When it comes to hauling in fish, no two Caymanian women do it better than Cecile Conolly and Ruth Grant.
Mrs. Conolly, a retired deli worker, and Mrs. Grant, a retired cashier, have been at it for years.
I happened on these two ladies while driving through East End one day. They were dressed for an adventure that either involved hunting or fishing.
“Where are you two ladies going?” I inquired.
“We going fishing,” said Mrs. Conolly as she placed a bucket in the back of the car. “We do this all the time.”
My curiosity piqued. I asked if I could follow.
Pulling out behind them, I told myself this would not take long. I would wait till they haul in a fish, grab a few pictures and be on my way.
Thankfully, it was not too long before they made a stop at Sand Bluff on the East End coastline.
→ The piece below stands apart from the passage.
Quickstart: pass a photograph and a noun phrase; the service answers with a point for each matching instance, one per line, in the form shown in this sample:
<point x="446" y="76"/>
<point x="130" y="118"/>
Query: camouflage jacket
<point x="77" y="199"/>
This was when I realized these ladies were not planning on heading back home anytime soon.
Out came not one, but three buckets from the car. Then there were two chairs, traveling bags, which I later learned held a Bible and other reading material, paper towels and a little snack.
“I can carry one bucket,” I said, with the idea of getting them to the beach as quickly as possible. But these ladies were not to be rushed.
They proceeded to set up camp, or so I thought. Mrs. Grant opened up the beach chair under a shady weeping willow tree, and Mrs. Conolly, well, she started to search for whelks, shellfish normally found clinging to ironshore rocks. Historically they have been used, and are still used by Caymanians for food and as bait to attract the bigger fish.
I had thought the key to successful fishing must be choosing the best bait, catching a fish, and going home. Well, perhaps for some, but I learned that for these ladies, fishing is about the experience, a timeless endeavor that involves you, the water, your line and waiting.
Soon the tranquility of the place and the ladies quietly splashing in the water had me forgetting all about my next assignment and enjoying the great outdoors. “Sometimes it can be a while before we catch anything,” said Mrs. Conolly, jolting me back to reality.
“Make up some scent and throw it as far as you can,” said Mrs. Conolly to Mrs. Grant. “That’s to bring the fish closer to shore,” she said. Taking her own sweet time, Mrs. Conolly began putting the bait from the bucket on the line.
“For me, fishing is just a hobby, I don’t eat fish. My share of the catch I take home to friends and family,” Mrs. Conolly said before wading out in the water to cast her line.
Heading back to shore, she continued, “My friend Ruth would call and say let’s go to the beach and from there we began fishing. Sometimes we would go all day after taking care of the chores at home and sometimes at midday, returning home some nights after 10 p.m.”
“Fishing is a hobby we all love,” said Mrs. Grant. “We don’t do it for money, just to cook and help our neighbors.”
Mrs. Conolly said she went off eating fish after she had children, but when she was growing up she ate lots of fish. Her favorite, she said, was grouper heads steamed with green bottlers, a type of banana.
“I like conch, lobster, shrimp and crab when it comes to seafood,” she added.
Years ago, fishing was mostly carried out by men.
“The ladies would go on the beach and help clean the fish or sit and watch them,” Mrs. Conolly said.
The biggest fish Mrs. Conolly says she caught was a bonefish, at the East End wharf behind the heritage site.
At first she thought she had caught a barracuda.
“It took about five minutes for me to reel it in and onto the dock. I was so happy I had a fish to give to my friend,” she said.
“A friend pulled it a certain way to extract the bones and baked it. Ruth also caught a 10 pound snapper.”
Mrs. Conolly said they also catch grunts, magra, jacks and anything else that comes in on the line.
“Just Monday night, Ruth pulled in a big fish but it broke the line before she got it to shore. I think it was a hammerhead shark,” said Ms. Connolly.
“Hammerhead? Girl, if I had caught a hammerhead I would be in the newspaper today,” said Mrs. Grant “It could have been a nurse shark but not a hammerhead.”
They went on for awhile. “I know my fish,” said Mrs. Grant. “It was dark and I was shouting for her to get the flashlight but before that happened, the fish broke the line.”
As the focus turned back to fishing, I wondered when I would finally see them haul something in. Sensing it would likely not be that day. I wished the ladies good luck, and headed off to my next assignment.